SUR CE LE TRIBUNAL :
Les parties ont informé le tribunal, avant que celui-ci rende son jugement, de la reprise des discussions visant à résoudre amiablement leur différend et ont souhaité un report de la date de mise à disposition dudit jugement. Dans ces conditions il y a lieu de permettre aux parties de trouver entre elles une solution à leur litige. Le tribunal fera donc droit à la demande des parties de réouverture des débats pour arrangement éventuel.
Par ces motifs
Le tribunal,
* Ordonne la réouverture des débats ;
* Renvoie la cause à l’audience collégiale de la Chambre 1-6 du mercredi 5 mars 2025 à 14H00, pour arrangement éventuel ;
* Dit que le greffe adressera aux parties copie de la présente décision ;
En application des dispositions de l’article 871 du code de procédure civile, l’affaire a été débattue le 14 juin 2024, en audience publique, devant MM. Pascal Vignon, François Quinette et Jean-Marc Monteil.
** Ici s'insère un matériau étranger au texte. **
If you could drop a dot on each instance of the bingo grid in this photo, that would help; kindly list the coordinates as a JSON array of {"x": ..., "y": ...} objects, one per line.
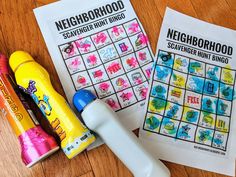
[
  {"x": 114, "y": 63},
  {"x": 190, "y": 100}
]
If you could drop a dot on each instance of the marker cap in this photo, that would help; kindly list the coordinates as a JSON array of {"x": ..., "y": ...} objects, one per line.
[
  {"x": 18, "y": 58},
  {"x": 82, "y": 98}
]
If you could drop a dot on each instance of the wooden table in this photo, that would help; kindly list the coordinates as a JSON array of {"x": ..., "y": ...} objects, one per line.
[{"x": 19, "y": 31}]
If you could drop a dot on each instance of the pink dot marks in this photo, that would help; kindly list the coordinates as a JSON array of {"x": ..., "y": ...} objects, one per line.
[
  {"x": 112, "y": 103},
  {"x": 104, "y": 87},
  {"x": 116, "y": 31},
  {"x": 74, "y": 64},
  {"x": 83, "y": 44},
  {"x": 132, "y": 62},
  {"x": 100, "y": 38},
  {"x": 133, "y": 28},
  {"x": 81, "y": 80},
  {"x": 92, "y": 59}
]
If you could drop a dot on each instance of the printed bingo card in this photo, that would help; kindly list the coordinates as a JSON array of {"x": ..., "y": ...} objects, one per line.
[
  {"x": 100, "y": 46},
  {"x": 190, "y": 107}
]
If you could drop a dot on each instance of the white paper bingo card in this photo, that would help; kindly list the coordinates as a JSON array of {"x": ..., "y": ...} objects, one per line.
[
  {"x": 190, "y": 112},
  {"x": 100, "y": 46}
]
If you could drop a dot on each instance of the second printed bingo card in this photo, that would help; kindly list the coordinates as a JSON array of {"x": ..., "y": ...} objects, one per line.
[
  {"x": 190, "y": 107},
  {"x": 100, "y": 46}
]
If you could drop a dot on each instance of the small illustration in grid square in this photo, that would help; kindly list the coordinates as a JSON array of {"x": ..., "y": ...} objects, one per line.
[
  {"x": 85, "y": 45},
  {"x": 147, "y": 70},
  {"x": 144, "y": 57},
  {"x": 176, "y": 95},
  {"x": 139, "y": 41},
  {"x": 117, "y": 33},
  {"x": 136, "y": 77},
  {"x": 213, "y": 72},
  {"x": 98, "y": 74},
  {"x": 223, "y": 107},
  {"x": 220, "y": 140},
  {"x": 75, "y": 64},
  {"x": 193, "y": 100},
  {"x": 197, "y": 68},
  {"x": 120, "y": 83},
  {"x": 178, "y": 79},
  {"x": 91, "y": 60},
  {"x": 204, "y": 136},
  {"x": 227, "y": 76},
  {"x": 169, "y": 127},
  {"x": 153, "y": 122},
  {"x": 126, "y": 97},
  {"x": 124, "y": 47},
  {"x": 207, "y": 120},
  {"x": 159, "y": 90},
  {"x": 165, "y": 59},
  {"x": 114, "y": 68},
  {"x": 69, "y": 50},
  {"x": 226, "y": 91},
  {"x": 195, "y": 84},
  {"x": 186, "y": 131},
  {"x": 190, "y": 115},
  {"x": 173, "y": 111},
  {"x": 104, "y": 89},
  {"x": 113, "y": 102},
  {"x": 130, "y": 62},
  {"x": 141, "y": 91},
  {"x": 209, "y": 104},
  {"x": 108, "y": 53},
  {"x": 162, "y": 74},
  {"x": 222, "y": 123},
  {"x": 132, "y": 27},
  {"x": 181, "y": 63},
  {"x": 101, "y": 39},
  {"x": 211, "y": 87},
  {"x": 81, "y": 80},
  {"x": 157, "y": 105}
]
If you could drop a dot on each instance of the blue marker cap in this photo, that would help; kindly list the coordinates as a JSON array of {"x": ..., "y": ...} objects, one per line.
[{"x": 82, "y": 98}]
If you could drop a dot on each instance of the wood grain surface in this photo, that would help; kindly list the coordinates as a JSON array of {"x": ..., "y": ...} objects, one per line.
[{"x": 19, "y": 31}]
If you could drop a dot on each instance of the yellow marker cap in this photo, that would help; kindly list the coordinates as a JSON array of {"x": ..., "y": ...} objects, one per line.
[{"x": 18, "y": 58}]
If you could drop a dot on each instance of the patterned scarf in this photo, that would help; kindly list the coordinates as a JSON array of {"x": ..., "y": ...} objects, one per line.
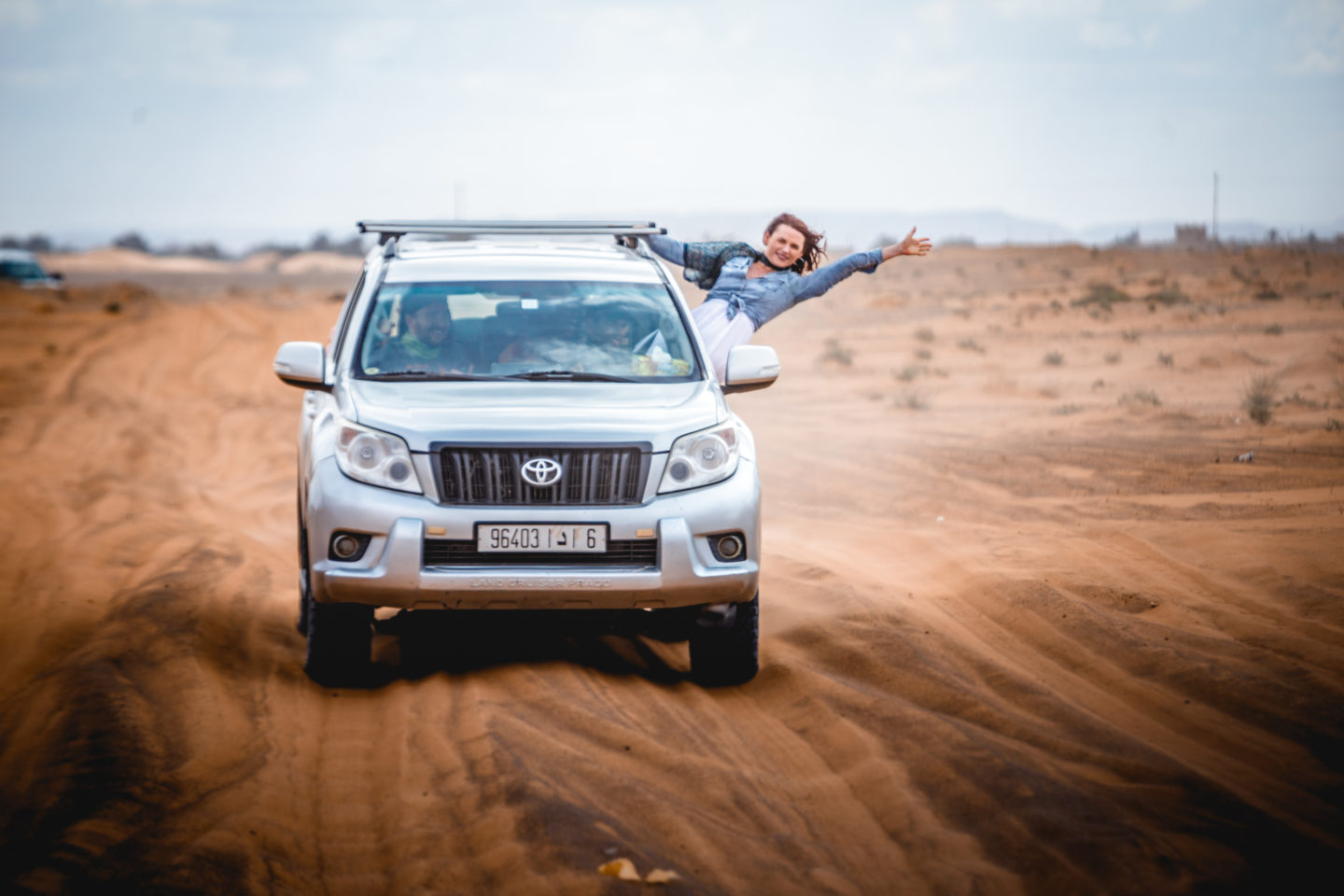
[{"x": 705, "y": 260}]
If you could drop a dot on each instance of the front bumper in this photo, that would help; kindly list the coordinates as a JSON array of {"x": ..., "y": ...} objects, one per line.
[{"x": 391, "y": 571}]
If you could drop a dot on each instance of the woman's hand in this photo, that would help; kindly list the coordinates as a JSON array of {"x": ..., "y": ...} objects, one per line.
[{"x": 907, "y": 246}]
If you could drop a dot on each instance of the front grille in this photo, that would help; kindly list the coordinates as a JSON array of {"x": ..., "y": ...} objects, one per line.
[
  {"x": 494, "y": 476},
  {"x": 449, "y": 553}
]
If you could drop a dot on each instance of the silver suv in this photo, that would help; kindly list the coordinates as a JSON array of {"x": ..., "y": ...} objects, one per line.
[{"x": 525, "y": 422}]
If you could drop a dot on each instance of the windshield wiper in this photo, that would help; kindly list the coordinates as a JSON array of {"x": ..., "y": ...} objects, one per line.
[
  {"x": 577, "y": 376},
  {"x": 427, "y": 375}
]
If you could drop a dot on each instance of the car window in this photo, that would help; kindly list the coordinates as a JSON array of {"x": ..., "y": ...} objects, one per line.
[
  {"x": 343, "y": 324},
  {"x": 512, "y": 328},
  {"x": 21, "y": 271}
]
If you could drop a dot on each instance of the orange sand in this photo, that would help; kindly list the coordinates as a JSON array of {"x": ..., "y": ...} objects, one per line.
[{"x": 1032, "y": 635}]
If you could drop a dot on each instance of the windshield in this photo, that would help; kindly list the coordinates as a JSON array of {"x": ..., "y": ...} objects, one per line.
[{"x": 527, "y": 329}]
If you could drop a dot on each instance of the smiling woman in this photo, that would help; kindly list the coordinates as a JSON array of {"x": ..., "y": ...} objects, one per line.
[{"x": 749, "y": 287}]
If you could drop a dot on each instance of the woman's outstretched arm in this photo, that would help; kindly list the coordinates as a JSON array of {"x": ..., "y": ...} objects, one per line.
[
  {"x": 668, "y": 248},
  {"x": 824, "y": 278},
  {"x": 907, "y": 246}
]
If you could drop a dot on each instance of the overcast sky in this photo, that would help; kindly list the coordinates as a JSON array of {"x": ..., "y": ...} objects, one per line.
[{"x": 198, "y": 116}]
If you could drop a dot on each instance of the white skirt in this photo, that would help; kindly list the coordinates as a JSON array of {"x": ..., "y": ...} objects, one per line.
[{"x": 720, "y": 333}]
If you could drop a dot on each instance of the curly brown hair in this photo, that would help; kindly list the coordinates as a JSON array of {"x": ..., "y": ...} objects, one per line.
[{"x": 813, "y": 242}]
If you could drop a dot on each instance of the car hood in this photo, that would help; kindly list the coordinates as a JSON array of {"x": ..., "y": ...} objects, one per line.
[{"x": 495, "y": 413}]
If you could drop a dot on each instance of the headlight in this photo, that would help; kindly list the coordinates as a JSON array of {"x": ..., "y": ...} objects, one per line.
[
  {"x": 375, "y": 457},
  {"x": 700, "y": 458}
]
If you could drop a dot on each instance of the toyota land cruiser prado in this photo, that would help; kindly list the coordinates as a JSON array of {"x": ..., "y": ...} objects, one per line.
[{"x": 525, "y": 421}]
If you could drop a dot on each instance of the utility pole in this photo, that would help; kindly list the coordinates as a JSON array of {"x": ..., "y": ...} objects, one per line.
[{"x": 1215, "y": 205}]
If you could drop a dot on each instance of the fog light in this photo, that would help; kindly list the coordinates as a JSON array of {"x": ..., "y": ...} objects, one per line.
[{"x": 729, "y": 547}]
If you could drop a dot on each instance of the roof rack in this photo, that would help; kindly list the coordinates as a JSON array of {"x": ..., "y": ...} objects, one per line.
[{"x": 387, "y": 230}]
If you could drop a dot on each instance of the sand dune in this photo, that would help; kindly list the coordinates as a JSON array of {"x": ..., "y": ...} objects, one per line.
[{"x": 1025, "y": 630}]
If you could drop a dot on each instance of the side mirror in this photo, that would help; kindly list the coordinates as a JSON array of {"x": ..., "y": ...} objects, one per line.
[
  {"x": 750, "y": 367},
  {"x": 302, "y": 364}
]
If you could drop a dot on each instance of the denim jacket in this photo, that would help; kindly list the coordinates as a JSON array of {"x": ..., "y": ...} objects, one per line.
[{"x": 763, "y": 299}]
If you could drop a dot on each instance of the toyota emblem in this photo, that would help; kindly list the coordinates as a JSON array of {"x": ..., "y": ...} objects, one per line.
[{"x": 542, "y": 471}]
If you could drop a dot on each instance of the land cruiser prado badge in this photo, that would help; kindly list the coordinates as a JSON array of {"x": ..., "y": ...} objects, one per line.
[{"x": 542, "y": 471}]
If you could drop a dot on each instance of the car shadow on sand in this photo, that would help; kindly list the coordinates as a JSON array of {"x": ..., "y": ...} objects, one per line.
[{"x": 424, "y": 642}]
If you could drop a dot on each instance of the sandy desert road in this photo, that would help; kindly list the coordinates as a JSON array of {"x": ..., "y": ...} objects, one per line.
[{"x": 1022, "y": 637}]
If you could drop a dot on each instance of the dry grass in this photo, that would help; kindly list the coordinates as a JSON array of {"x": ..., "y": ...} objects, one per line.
[{"x": 1258, "y": 398}]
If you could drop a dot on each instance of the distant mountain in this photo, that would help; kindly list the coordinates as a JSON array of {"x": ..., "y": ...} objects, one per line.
[
  {"x": 845, "y": 229},
  {"x": 986, "y": 227}
]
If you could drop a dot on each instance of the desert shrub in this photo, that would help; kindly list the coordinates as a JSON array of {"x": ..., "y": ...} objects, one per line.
[
  {"x": 836, "y": 352},
  {"x": 1301, "y": 400},
  {"x": 1167, "y": 296},
  {"x": 1102, "y": 296},
  {"x": 1258, "y": 399},
  {"x": 1140, "y": 397}
]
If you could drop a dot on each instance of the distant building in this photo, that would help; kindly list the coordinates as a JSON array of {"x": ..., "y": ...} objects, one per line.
[{"x": 1191, "y": 235}]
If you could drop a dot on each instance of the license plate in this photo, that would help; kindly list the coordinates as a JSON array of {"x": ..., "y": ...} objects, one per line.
[{"x": 492, "y": 538}]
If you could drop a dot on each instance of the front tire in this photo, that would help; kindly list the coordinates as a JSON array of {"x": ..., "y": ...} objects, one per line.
[
  {"x": 341, "y": 639},
  {"x": 727, "y": 654}
]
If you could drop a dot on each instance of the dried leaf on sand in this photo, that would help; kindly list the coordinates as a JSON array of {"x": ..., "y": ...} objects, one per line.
[{"x": 623, "y": 868}]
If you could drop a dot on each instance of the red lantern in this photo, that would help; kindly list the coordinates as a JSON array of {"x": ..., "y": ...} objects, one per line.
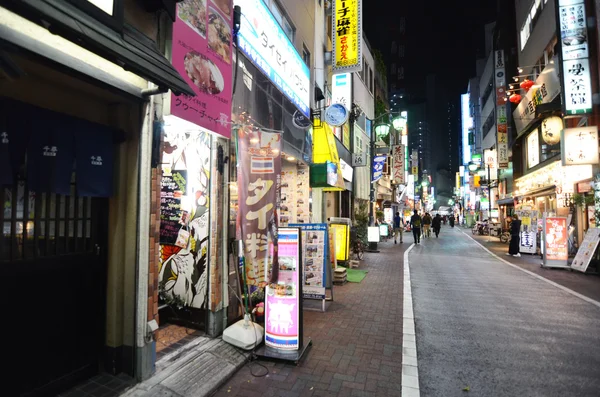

Un rapport oral a été présenté lors de cette audience.
Délibéré le 10 janvier 2025 par les mêmes juges.
Dit que le présent jugement est prononcé par sa mise à disposition au greffe de ce tribunal, les parties en ayant été préalablement avisées lors des débats dans les conditions prévues au deuxième alinéa de l’article 450 du code de procédure civile.
La minute du jugement est signée par M. Pascal Vignon, président du délibéré et par Mme Marina Nassivera, greffier.